Sonja Marie Best is an Australian-American virologist. She is chief of the innate immunity and pathogenesis section at the Rocky Mountain Laboratories. Best researches interactions between pathogenic viruses and the host immune response using flavivirus as a model.

== Education ==
Best earned a B.S. with majors in immunology and microbiology and a second major in zoology from University of Adelaide. She received her Ph.D. in biochemistry and molecular biology from the Australian National University where she studied the pathogenesis of myxoma virus. In 1999, she conducted her postdoctoral research at Rocky Mountain Laboratories (RML) on the complex role of apoptosis in the replication of parvoviruses.

== Career ==
Best stayed at RML as a research fellow and in 2007, she became a staff scientist. She investigated virus-host interactions involved in flavivirus pathogenesis. It was during this time that she developed her interests in innate immunity and the molecular mechanisms utilized by flaviviruses to evade these critical host responses.

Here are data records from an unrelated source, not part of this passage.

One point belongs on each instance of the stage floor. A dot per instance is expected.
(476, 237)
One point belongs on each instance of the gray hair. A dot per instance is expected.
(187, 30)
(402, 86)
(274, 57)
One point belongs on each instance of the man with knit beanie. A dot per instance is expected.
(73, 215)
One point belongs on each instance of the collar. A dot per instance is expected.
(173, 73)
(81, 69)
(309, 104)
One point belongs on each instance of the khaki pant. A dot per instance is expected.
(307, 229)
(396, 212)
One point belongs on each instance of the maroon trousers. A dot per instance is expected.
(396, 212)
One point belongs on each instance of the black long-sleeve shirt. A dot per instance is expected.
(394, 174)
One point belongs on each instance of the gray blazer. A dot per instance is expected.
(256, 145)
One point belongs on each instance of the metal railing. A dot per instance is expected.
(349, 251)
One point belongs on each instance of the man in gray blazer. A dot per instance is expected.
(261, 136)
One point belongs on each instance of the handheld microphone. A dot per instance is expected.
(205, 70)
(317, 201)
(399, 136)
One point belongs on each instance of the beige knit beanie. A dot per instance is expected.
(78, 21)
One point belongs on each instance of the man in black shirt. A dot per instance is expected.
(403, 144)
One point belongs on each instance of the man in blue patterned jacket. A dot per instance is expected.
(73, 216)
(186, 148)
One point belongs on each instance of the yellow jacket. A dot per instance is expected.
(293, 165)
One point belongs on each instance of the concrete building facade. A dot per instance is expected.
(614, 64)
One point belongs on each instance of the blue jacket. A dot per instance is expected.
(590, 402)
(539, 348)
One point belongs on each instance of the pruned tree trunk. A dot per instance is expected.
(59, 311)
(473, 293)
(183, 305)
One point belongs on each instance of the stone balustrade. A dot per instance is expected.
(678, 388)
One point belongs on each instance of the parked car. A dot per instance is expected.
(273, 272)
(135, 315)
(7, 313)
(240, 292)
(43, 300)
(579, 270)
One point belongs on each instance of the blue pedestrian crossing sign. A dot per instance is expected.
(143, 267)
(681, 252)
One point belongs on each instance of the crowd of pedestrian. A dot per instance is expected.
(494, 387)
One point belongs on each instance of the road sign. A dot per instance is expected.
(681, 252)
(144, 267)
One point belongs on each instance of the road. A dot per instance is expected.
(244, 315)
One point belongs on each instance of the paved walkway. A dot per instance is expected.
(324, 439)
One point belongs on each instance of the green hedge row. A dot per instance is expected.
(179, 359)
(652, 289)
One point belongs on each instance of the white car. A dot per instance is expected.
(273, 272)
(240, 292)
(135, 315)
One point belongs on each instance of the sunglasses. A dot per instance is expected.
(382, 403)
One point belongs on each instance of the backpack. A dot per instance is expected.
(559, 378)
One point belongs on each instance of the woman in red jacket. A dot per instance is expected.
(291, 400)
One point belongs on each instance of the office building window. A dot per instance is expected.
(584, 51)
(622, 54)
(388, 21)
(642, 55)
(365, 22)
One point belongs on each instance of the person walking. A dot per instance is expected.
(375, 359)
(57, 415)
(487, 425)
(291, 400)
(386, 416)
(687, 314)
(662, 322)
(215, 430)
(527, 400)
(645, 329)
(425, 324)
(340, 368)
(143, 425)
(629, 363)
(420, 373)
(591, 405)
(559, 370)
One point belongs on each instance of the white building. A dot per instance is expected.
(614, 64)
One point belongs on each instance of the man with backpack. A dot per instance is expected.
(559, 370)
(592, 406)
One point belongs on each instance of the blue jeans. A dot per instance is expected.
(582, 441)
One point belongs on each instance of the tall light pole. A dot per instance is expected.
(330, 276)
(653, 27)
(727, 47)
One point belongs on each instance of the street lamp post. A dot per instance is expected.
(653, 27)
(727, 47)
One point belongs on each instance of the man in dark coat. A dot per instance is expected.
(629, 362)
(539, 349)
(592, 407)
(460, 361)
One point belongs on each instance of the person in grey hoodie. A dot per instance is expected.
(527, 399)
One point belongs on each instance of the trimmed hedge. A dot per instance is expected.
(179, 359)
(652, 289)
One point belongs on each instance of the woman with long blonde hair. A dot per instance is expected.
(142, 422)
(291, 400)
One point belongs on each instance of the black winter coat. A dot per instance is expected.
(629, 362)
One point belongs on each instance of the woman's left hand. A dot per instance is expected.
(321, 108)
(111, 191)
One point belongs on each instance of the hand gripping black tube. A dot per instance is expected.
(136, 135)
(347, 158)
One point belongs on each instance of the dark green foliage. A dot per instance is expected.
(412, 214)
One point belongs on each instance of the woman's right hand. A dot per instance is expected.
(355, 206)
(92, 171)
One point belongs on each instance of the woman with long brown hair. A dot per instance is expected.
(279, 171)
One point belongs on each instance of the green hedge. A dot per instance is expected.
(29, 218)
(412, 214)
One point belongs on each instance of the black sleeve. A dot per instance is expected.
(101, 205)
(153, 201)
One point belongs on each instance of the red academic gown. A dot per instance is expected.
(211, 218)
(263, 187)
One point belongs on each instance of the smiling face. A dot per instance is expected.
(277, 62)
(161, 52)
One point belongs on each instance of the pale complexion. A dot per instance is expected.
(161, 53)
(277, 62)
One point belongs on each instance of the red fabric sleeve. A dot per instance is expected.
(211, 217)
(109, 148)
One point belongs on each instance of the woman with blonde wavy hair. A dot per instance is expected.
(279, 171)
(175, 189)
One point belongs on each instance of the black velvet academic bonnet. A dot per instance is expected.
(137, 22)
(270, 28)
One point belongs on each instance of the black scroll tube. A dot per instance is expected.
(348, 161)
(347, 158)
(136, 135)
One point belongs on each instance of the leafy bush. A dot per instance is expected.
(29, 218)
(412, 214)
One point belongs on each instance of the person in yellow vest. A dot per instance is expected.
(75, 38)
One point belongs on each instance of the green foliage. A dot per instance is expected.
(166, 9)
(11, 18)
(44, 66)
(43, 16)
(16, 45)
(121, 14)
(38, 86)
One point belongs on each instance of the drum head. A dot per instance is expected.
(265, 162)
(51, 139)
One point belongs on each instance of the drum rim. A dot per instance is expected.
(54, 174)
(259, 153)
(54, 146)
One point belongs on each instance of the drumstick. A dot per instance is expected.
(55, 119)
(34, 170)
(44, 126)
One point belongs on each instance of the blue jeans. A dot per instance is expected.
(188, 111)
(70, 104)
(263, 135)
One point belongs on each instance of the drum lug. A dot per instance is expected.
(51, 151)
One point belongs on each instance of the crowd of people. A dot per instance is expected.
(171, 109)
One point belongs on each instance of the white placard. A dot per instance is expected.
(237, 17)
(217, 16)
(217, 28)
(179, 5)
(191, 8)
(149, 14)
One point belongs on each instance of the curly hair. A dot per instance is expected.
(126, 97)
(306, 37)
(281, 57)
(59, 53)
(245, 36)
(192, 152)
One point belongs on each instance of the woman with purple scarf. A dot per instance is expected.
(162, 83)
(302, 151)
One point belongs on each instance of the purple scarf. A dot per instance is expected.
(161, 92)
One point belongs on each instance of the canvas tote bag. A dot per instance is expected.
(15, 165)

In 2009, Best established an independent laboratory as a tenure-track investigator to expand her studies on interactions between pathogenic viruses and the host immune response. She is chief of the innate immunity and pathogenesis section. Best investigates the mechanisms underpinning early immune activation after infection with RNA viruses and how emerging viruses evade these early responses to cause disease. Her virus models include emerging flaviviruses (such as Zika virus and encephalitis) and filoviruses (Ebola virus).

== Awards and honors ==
In 2011, Best was awarded a Presidential Early Career Award for Scientists and Engineers for her work on flavivirus suppression of innate immune responses.